Mayonnaise Verde

Ingredients:

1 tablespoon lemon or lime juice
1 large egg
3 tablespoons olive oil or salad oil
1 teaspoon Dijon mustard or regular mustard
1/4 teaspoon salt
1/8 teaspoon freshly ground black pepper
1 cup salad oil
1 cup Frieda’s Fresh Watercress leaves and stems, or parsley sprigs
2 tablespoons Frieda’s Fresh Basil leaves, coarsely chopped
2 tablespoons Frieda’s Fresh Dill, Tarragon, or Thyme, coarsely chopped
1 tablespoon chopped Frieda’s Fresh Chives

Steps

In blender container or food processor bowl with blade place the lemon or lime juice, egg, the 3 tablespoons oil, mustard, salt, and pepper.
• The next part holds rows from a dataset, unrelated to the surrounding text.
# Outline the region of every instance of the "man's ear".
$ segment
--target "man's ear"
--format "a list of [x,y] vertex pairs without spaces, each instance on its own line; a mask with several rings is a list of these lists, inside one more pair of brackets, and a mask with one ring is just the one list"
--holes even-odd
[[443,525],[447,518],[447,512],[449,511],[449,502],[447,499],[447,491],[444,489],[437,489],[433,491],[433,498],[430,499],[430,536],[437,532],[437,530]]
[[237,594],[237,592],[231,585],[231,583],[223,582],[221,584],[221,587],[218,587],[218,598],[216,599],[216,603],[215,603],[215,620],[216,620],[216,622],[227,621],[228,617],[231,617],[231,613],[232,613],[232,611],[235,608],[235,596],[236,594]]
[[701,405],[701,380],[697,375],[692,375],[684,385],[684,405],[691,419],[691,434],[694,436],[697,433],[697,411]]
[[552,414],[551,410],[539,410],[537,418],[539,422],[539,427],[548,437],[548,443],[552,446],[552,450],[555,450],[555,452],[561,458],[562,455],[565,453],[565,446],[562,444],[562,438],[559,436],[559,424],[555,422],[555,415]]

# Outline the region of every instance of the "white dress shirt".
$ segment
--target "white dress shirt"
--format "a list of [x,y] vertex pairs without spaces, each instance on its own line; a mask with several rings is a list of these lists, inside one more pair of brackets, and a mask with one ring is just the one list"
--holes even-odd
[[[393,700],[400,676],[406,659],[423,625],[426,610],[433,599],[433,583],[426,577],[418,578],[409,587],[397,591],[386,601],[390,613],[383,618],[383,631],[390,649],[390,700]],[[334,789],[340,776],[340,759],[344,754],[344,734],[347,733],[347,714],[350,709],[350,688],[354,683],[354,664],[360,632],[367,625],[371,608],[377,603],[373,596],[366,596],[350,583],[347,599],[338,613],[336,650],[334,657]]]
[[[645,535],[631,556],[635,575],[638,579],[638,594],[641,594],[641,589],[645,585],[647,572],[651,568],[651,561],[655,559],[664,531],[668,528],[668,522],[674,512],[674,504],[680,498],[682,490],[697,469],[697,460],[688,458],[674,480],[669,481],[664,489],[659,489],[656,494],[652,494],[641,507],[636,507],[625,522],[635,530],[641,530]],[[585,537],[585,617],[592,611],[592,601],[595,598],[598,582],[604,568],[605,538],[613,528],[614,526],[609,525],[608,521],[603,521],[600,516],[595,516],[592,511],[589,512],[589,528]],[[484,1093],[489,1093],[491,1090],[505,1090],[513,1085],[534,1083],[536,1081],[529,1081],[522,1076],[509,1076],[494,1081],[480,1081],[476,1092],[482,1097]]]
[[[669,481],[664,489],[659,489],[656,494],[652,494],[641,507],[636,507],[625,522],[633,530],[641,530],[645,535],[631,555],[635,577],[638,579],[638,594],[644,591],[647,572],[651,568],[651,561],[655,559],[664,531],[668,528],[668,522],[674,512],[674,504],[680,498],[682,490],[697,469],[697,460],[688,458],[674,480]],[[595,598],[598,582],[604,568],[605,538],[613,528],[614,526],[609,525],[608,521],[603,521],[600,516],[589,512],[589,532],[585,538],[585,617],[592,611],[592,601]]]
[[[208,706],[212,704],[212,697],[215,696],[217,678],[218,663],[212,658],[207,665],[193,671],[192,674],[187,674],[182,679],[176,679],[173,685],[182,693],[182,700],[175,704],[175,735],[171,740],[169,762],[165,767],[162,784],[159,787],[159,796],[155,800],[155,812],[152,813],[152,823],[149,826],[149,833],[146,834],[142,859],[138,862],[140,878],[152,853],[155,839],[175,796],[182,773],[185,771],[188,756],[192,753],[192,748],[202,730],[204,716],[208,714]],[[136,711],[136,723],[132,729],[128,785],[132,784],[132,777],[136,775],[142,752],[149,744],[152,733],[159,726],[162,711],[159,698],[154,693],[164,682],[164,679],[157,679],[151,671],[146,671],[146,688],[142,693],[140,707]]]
Cover and blend till smooth. With blender/processor running, pour remaining oil in a thin stream over mixture, till all is well blended (mixture will thicken as more oil is added). Stop machine.  Add remaining ingredients; process again till well blended. Taste for seasoning. Makes   about 1 2/3 cups mayonnaise. Use in egg or tuna salad, as a tasty dip for raw vegetables, over cold cooked poultry or fish for an elegant entree, in tossed salads, or as the tasty base for a chicken or BLT sandwich.

Tamarillo Ratatouille

Tamarillo Ratatouille

Ingredients:

11/2 cups chicken broth
1 small eggplant, peeled and diced (5- 6 cups)
4 Frieda’s Tamarillos, any variety, peeled and diced
1 1/2 cups sliced mushrooms
1 red, yellow or orange bell pepper, chopped
1 clove Frieda’s Elephant Garlic, minced, or 3 cloves regular garlic, minced
2 tablespoons Frieda’s Fresh Basil, chopped
1 tablespoon Frieda’s Fresh Oregano, chopped
Salt and pepper to taste
2 tablespoons grated Parmesan cheese

Steps:

Combine the broth, eggplant, tamarillos, mushrooms, bell pepper, garlic, basil and oregano in a large saucepan or Dutch oven. Bring the mixture to a boil.

Reduce the heat and simmer, partially covered, for 30 minutes or until vegetables are tender. Season to taste.

Serve topped with grated Parmesan cheese.